Sen. Patrick Leahy panned the Republican-controlled House for taking so long to reach a resolution and leaving many questions up in the air.
“This was a made-in-Congress crisis imposed on everyone by factional obstructionism in the House,” Leahy said. “Uncertainty is corrosive throughout the economy. Farmers need to plan not just for the next month but for the next year. Uncertainty affects doctors and their Medicare patients, families who need to know if they can count on continuation of the education tax credit, and businesses contemplating expansion.”
Both Leahy and Welch, however, commended the House for coming through in the bitter end. While the bill received widespread Democratic support, the Republicans split the vote with 85 delegates for the bill and 151 against it (the bill passed the House 257-167). This split, said Welch, is significant. Since the 1990s, Republicans haven’t ushered a bill to the floor without the majority of the party’s support.
“What that meant, in effect, is that the very right-wing of the Republican Party almost had veto power over what would be considered by the whole House of Representatives,” said Welch.
With the breaching of that rule, Welch said he was more optimistic that the House could make progress hurdling the hefty financial obstacles that lay ahead.
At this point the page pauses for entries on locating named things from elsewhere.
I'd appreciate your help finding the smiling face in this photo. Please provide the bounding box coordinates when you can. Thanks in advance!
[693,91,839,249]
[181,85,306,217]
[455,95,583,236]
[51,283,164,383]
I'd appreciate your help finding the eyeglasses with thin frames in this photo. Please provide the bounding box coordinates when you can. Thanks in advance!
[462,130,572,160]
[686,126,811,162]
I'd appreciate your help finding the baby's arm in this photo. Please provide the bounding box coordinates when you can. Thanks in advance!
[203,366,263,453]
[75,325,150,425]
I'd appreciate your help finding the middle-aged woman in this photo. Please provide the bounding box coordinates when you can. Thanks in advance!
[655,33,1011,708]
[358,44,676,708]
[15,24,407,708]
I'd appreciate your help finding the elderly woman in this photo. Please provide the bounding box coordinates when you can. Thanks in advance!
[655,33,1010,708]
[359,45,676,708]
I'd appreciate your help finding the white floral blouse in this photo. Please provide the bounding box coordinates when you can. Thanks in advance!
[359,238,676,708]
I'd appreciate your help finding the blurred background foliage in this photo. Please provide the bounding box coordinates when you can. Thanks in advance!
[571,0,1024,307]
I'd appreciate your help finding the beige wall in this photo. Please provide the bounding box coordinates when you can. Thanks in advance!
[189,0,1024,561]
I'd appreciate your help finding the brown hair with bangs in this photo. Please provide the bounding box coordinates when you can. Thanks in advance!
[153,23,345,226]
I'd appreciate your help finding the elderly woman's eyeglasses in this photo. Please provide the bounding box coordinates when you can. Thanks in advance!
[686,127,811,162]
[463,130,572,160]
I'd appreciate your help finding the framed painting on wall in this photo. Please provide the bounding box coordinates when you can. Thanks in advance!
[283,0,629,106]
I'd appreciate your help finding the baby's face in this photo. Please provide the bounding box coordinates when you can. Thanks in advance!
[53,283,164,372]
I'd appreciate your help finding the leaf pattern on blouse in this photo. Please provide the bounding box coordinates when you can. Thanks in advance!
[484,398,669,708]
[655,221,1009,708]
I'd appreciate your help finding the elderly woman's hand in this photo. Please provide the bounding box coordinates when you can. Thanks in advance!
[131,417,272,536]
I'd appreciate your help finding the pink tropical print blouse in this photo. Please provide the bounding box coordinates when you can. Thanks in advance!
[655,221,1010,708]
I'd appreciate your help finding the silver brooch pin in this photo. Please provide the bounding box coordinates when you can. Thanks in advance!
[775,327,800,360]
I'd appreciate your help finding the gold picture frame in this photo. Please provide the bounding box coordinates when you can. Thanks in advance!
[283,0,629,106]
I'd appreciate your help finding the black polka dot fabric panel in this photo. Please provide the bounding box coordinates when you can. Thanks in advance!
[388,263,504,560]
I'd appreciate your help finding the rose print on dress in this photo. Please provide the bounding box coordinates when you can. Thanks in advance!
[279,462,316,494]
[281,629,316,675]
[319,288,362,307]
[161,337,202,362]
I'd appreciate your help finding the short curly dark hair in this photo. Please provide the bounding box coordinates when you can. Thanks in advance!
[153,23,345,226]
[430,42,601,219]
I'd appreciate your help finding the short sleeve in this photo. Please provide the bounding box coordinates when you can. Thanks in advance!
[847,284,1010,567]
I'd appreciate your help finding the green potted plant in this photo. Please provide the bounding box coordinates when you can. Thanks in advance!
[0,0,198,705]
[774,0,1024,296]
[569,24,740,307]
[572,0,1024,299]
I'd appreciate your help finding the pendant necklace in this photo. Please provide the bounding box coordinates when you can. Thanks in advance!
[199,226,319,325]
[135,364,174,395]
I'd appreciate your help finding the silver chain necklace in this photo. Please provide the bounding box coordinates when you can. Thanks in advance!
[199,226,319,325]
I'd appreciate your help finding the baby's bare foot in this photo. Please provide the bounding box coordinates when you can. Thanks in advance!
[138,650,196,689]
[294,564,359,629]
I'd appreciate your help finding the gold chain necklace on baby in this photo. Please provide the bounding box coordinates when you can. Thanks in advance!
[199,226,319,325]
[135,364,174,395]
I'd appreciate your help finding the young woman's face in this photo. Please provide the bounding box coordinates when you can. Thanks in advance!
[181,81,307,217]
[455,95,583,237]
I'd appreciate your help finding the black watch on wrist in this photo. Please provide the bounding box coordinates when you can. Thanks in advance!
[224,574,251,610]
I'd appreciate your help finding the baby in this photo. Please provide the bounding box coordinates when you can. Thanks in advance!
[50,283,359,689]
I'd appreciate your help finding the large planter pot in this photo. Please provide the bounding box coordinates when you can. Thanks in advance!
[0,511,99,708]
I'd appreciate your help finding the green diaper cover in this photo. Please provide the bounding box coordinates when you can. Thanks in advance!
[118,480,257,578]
For Leahy, one of the biggest victories of the fiscal cliff deal was language extending the farm bill for another nine months. Without this language, the government would have reverted to a fiscal formula from 1949 that set the base price of milk at double its current market value. If that had happened, the price of milk for consumers would have skyrocketed. Many congressmen hope to pass a new five-year farm bill for the first time in decades.
Meanwhile, Sen. Bernie Sanders issued a statement supporting the extension of federal tax credits for utility-scale wind production.
“This is a win-win for our economy and our environment,” he said. “In Vermont and across the country, hundreds of wind manufacturing plants already are producing wind turbines.”
More of an influence on Vermont’s economy than any one of these measures, Kavet opined, is that Congress came together to pass legislation that protects lower tax rates for the vast majority of citizens.
“It’s not just the certainty. There are measures, like making tax cuts permanent for 99 percent of the population, that also help support the economy, and the tax increases are a step toward deficit reduction,” he said. “That larger macroeconomic effect will be more impactful to Vermont than any specific provisions.”
Jeb Spaulding, secretary of Gov. Peter Shumlin’s administration, said that this added certainty might give Vermonters the financial confidence needed to make new investments. But, he said, Vermonters will likely feel the pinch of the restored payroll tax.
“The agreement reached by Congress and the president is a positive step, and I don’t want to minimize that, but we are not out of the woods by a long shot,” he said. “The agreement does not have a significant impact overall for state revenues, but adds some certainty on the tax side. … The reversion of the payroll tax to 6.2 percent will not be helpful for working Vermonters, but we always knew that the decrease was supposed to be temporary.”